The argument from masturbation

As airline reading The New Yorker never fails to deliver.

Julian Barnes:

My own final letting go of the remnant, or possibility, of religion happened at a more advanced age. As an adolescent, hunched over some book or magazine in the family bathroom, I used to tell myself that God couldn’t possibly exist, because the notion that he might be watching me with disapproval while I masturbated was absurd; even more absurd was the notion that all my dead ancestors might be lined up and watching, too. This wasn’t exactly a strong argument, more a mild yet convincing feeling. And it was, of course, self-interested: the thought of Grandma and Grandpa observing what I was up to would have seriously put me off my stroke.

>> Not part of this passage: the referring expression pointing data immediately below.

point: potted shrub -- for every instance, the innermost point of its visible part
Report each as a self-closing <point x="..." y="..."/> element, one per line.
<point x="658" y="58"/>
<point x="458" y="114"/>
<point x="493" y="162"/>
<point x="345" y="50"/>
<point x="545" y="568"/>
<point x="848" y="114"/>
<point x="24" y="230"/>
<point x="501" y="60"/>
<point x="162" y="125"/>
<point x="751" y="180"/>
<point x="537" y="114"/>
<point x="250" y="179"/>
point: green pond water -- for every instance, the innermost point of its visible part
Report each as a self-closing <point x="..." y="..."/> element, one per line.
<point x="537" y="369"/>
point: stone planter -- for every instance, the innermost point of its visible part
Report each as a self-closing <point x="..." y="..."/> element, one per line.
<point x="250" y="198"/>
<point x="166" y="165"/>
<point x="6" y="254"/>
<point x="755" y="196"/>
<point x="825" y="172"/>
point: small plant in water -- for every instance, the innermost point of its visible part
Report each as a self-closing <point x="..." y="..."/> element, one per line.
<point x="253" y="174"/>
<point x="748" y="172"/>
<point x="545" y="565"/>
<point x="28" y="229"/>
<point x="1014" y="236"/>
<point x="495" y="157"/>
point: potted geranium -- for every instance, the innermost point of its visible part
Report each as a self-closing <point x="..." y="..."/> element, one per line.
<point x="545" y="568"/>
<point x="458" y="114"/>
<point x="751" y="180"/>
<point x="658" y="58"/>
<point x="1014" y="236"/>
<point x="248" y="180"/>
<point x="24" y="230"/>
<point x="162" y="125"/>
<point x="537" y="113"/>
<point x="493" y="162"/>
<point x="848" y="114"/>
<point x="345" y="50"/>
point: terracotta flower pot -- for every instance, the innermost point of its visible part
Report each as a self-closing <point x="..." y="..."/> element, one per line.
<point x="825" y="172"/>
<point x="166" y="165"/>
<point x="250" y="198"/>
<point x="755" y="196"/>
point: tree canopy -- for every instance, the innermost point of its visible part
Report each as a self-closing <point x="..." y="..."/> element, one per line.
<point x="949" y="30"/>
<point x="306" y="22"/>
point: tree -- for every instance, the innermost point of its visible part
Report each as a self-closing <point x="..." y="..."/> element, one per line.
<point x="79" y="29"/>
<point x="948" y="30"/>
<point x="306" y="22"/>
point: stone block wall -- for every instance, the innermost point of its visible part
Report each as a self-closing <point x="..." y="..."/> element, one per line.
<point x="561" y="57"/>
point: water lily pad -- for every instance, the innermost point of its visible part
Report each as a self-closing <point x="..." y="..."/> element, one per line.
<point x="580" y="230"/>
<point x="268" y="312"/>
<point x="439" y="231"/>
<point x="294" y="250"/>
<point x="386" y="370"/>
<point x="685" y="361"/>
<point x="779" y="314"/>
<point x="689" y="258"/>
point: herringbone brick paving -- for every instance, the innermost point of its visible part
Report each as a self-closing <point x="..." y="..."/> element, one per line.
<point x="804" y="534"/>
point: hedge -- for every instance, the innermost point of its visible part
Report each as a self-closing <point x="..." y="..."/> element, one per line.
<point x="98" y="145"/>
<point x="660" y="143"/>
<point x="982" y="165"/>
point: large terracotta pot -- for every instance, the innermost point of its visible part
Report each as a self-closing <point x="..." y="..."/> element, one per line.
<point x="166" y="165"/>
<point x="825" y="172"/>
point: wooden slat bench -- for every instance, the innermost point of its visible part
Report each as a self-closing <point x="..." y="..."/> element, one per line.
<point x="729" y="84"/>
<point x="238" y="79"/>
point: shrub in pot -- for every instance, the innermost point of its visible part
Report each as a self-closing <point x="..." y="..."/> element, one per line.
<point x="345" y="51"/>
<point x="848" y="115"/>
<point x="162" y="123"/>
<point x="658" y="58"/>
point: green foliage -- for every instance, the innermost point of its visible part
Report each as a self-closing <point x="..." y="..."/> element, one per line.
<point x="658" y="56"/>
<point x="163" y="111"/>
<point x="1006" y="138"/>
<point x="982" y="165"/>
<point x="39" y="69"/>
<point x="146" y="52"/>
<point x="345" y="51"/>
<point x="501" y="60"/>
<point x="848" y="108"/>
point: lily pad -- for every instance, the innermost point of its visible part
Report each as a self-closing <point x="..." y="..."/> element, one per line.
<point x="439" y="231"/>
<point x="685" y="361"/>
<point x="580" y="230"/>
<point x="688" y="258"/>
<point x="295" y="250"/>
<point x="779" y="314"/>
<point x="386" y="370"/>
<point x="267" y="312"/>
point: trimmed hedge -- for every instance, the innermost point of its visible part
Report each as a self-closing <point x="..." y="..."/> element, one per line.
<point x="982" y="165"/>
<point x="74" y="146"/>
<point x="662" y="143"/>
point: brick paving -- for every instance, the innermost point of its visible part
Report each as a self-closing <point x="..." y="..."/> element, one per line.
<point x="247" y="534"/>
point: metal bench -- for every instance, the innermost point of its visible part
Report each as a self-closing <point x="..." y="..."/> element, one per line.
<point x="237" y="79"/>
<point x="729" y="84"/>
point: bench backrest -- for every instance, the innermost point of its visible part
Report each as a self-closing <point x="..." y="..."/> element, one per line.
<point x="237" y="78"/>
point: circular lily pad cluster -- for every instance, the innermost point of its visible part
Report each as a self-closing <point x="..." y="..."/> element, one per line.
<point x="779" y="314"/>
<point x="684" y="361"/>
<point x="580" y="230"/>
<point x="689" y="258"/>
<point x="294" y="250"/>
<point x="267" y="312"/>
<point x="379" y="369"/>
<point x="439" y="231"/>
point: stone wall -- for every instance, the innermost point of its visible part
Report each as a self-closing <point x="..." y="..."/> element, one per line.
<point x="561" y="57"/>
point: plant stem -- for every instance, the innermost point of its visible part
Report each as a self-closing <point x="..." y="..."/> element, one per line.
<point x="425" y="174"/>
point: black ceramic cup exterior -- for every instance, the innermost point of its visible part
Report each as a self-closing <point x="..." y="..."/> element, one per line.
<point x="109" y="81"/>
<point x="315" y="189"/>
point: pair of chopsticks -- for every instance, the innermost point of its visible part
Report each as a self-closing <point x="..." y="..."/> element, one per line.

As I record this now, however, I wonder why I didn’t think through more of the possibilities. Why did I assume that God, if He was watching, necessarily disapproved of how I was spilling my seed? Why did it not occur to me that, if the sky did not fall in as it witnessed my zealous and unflagging self-abuse, it was perhaps because the sky did not think it a sin? Nor did I have the imagination to conceive of my dead ancestors equally smiling on my actions: Go on, my son, enjoy it while you’ve got it; there won’t be anything like that when you’re a disembodied spirit; we wish we’d done more of it in our time, so have another one for us. Perhaps Grandpa would have taken his celestial pipe out of his mouth, given me an uncharacteristic wink, and murmured complicitly, “I once knew a very nice girl called Mabel.”


However, Santa Claus does exist, and he's watching. He doesn't like what he's seen.